#053kids

  • Dates
    2021 - Ongoing
  • Author
  • Topics Social Issues, Street Photography, Documentary
  • Location Duisburg, Germany

In the supposedly rich industrial country of Germany, one in five children lives in poverty. In districts like Duisburg-Hochfeld it is more than every second minor.

This is a long-term documentary about teenage life, social injustice and questions about own identity and belonging. The kids I photograph often don’t know their parents’ home country and nor do they feel accepted in Germany, so they use the digits 053 from the postcode of Duisburg-Hochfeld for identification instead. These are the #053kids.

You see as many Germany flags in Hochfled as Antifa-graffiti. It is often unclear whether the flags are hung by migrants as a deliberate sign of the will to integrate, or by the last remaining „real“ Germans as a sign of demarcation.
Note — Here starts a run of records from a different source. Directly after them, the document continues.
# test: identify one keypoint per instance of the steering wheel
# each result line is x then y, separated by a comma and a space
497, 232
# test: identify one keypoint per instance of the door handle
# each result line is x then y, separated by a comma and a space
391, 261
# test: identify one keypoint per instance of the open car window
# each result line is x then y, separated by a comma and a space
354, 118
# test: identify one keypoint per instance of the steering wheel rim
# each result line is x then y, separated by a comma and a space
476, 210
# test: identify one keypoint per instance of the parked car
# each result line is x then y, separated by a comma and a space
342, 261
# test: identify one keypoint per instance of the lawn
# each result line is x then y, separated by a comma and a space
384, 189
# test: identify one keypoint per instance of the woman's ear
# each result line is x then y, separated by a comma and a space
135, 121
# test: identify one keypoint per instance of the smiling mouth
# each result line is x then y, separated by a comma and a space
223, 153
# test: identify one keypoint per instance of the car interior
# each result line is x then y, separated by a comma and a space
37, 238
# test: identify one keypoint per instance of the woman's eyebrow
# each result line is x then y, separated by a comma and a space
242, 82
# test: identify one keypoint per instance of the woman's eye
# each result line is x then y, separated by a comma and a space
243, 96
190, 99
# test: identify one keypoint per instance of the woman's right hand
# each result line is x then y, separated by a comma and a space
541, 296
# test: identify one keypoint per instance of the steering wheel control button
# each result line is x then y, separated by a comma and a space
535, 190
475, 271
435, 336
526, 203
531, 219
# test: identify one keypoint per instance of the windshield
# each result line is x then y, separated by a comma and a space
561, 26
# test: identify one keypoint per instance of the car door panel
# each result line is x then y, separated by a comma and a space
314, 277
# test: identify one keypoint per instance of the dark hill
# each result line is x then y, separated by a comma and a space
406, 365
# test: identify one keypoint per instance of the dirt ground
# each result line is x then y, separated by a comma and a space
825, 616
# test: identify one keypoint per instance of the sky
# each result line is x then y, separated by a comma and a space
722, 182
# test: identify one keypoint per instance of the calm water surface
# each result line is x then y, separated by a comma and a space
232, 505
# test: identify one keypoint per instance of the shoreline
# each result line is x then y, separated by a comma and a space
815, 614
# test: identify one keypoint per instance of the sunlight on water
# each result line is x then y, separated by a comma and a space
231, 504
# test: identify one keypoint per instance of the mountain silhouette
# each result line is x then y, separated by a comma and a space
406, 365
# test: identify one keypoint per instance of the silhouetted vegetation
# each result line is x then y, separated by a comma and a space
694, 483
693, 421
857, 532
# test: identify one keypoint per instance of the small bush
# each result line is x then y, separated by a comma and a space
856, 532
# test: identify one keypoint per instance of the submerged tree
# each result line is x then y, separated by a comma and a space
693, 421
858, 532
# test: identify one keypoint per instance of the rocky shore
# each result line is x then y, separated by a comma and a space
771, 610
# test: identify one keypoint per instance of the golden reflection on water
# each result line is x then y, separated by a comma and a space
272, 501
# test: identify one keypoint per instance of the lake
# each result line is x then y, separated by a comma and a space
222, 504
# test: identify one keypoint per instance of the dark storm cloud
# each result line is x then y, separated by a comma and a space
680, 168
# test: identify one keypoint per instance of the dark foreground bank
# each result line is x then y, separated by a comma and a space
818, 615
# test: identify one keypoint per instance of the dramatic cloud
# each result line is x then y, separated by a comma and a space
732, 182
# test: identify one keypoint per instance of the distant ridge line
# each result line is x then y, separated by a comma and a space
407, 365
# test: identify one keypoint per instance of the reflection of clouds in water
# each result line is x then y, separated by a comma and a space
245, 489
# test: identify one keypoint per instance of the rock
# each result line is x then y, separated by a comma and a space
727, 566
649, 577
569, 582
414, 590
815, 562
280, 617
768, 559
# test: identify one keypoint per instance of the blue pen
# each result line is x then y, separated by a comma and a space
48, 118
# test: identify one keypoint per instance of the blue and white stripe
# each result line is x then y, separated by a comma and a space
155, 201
Many of the teenagers have a German passport, speak local dialect but do not see themselves as German. For them thes are the old people who hang out at the kiosks every day and struggle with the decline of the district just as much as the young people struggle with the lack of prospects.

Hochfeld has a population of 18,000 and the highest number of people with migration background of all Duisburg districts and at the same time the highest number of children, 93% of those under 18 are from immigrant families. It has always been seen as a „place of arrival“. Previously dominated by Turkish and Albanian residents, it has also become a settlement focus for immigrants from Romania and Bulgaria in recent years. Especially Roma, who now make up more than 15% of Hochfeld‘s population. Often the new arriving immigrants are exploited

and forced into unworthy living conditions. When five siblings have to share one room, even contact restrictions and curfews are hard to implement. So the young people spend a lot of time in the parks and streets of the city. In a milieu that is dominated by drugs, prostitution and daily violence.

17-year-old Apo describes their lack of opportunities like this: „We used to be known all over Germany for steel and football. Steel is no more and the local club plays in the third league. But Hochfeld is now the worst district in all of Germany. That‘s the only thing we‘re still the best at.“

The feeling of being left behind existed in Hochfeld long before the pandemic. But the restrictions have exacerbated the disadvantage, especially for young people. Many consequences will only become visible in the coming months and years.